Before we get to "Manny's Climb," let me clarify a couple of things.

First, the transmitter tower on top of Mt. Sutro in the story is NOT the gigantic three-pronged transmitter that now looms above Clarendon Heights, even though that's called the Sutro Tower. An inaccurate name, I've always thought, because it's not on Mt. Sutro itself but rather between Sutro proper and Twin Peaks. Before that humongous tower was built, there was a much smaller transmitter atop Mt. Sutro that is no longer there now. That smaller older tower is where my story takes place.

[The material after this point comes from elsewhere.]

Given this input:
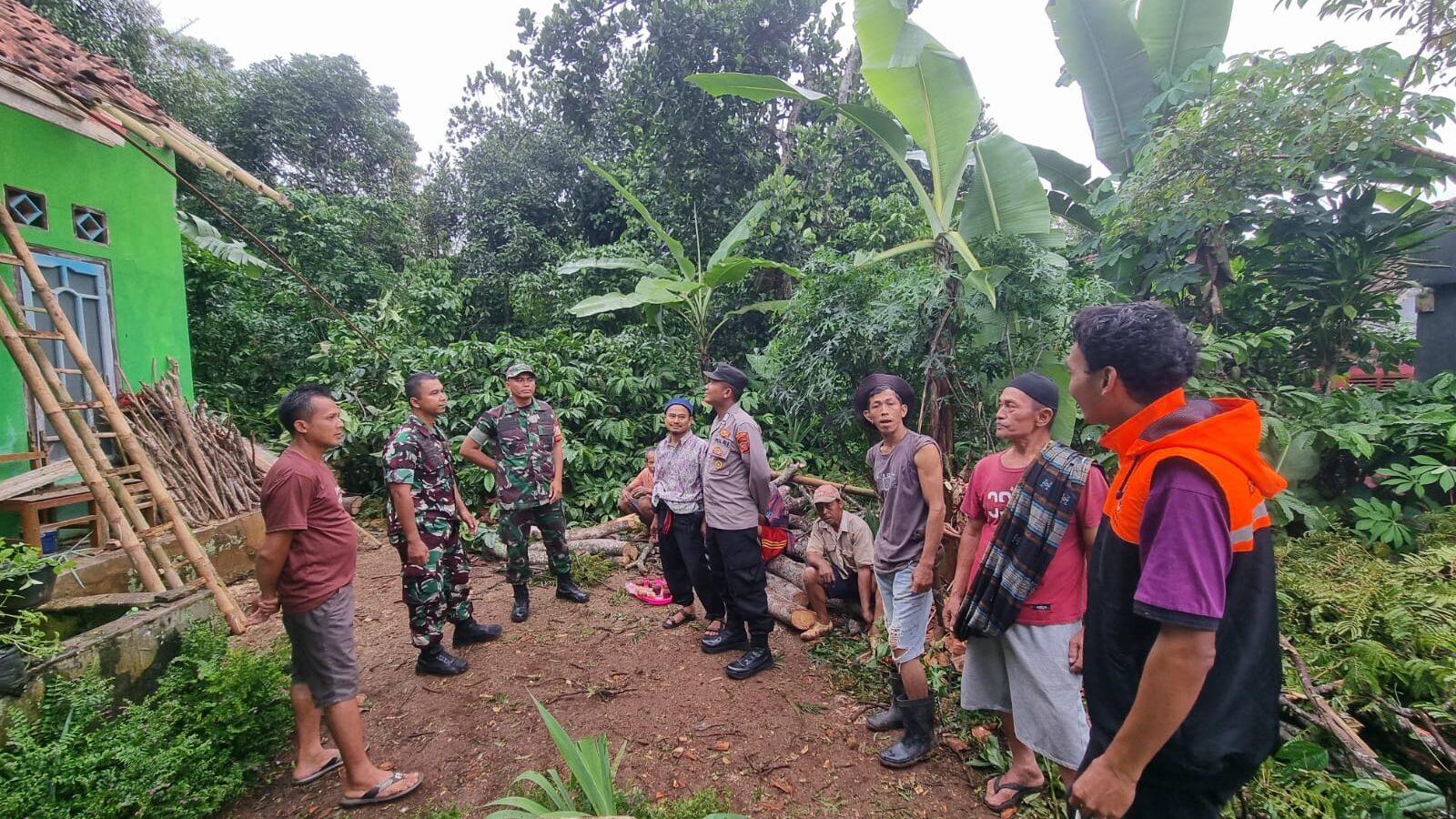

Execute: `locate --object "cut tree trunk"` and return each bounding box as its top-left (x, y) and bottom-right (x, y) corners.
top-left (769, 592), bottom-right (815, 631)
top-left (769, 472), bottom-right (879, 499)
top-left (566, 514), bottom-right (642, 541)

Second, to my grade school classmates at St. Agnes ("grammar school," as we called it) . . . I've based the kids at St. Alfred's in the story on us. You'll recognize some first names though not family names. Please rest assured these kids in the story are NOT meant to represent us. I've mixed and merged and altered. As the author, I am not talking about any of us in particular, so please don't try to read into the characters that way. The narrator of the story, although Filipino, is not me. None of the events in this story really happened. Okay? Here we go.

Manny's Climb
— a story by Vince Gotera

"He looks just like a damn spider in a web!" It must have been Piggy Figone who said that. "A Flip spider!" We had all laughed — me, the Three Rons, Crazy Greg, and a couple other kids — as we watched Manny climb the transmitter tower. Hanging by the tips of his fingers. Even now, more than twenty-five years later, I can still imagine what he must have felt like; just the week before Manny's climb, the Three Rons had made me scale that tower. I can still remember how it felt: the wind parting your hair like a cold hand, the tower creaking as it swayed, like the rivets were gonna pop off one by one as if you were Wile E. Coyote in a Roadrunner cartoon, and the sky all around you a deep blue fishbowl. Manny just kept inching, shinnying up. Filipino spider, indeed.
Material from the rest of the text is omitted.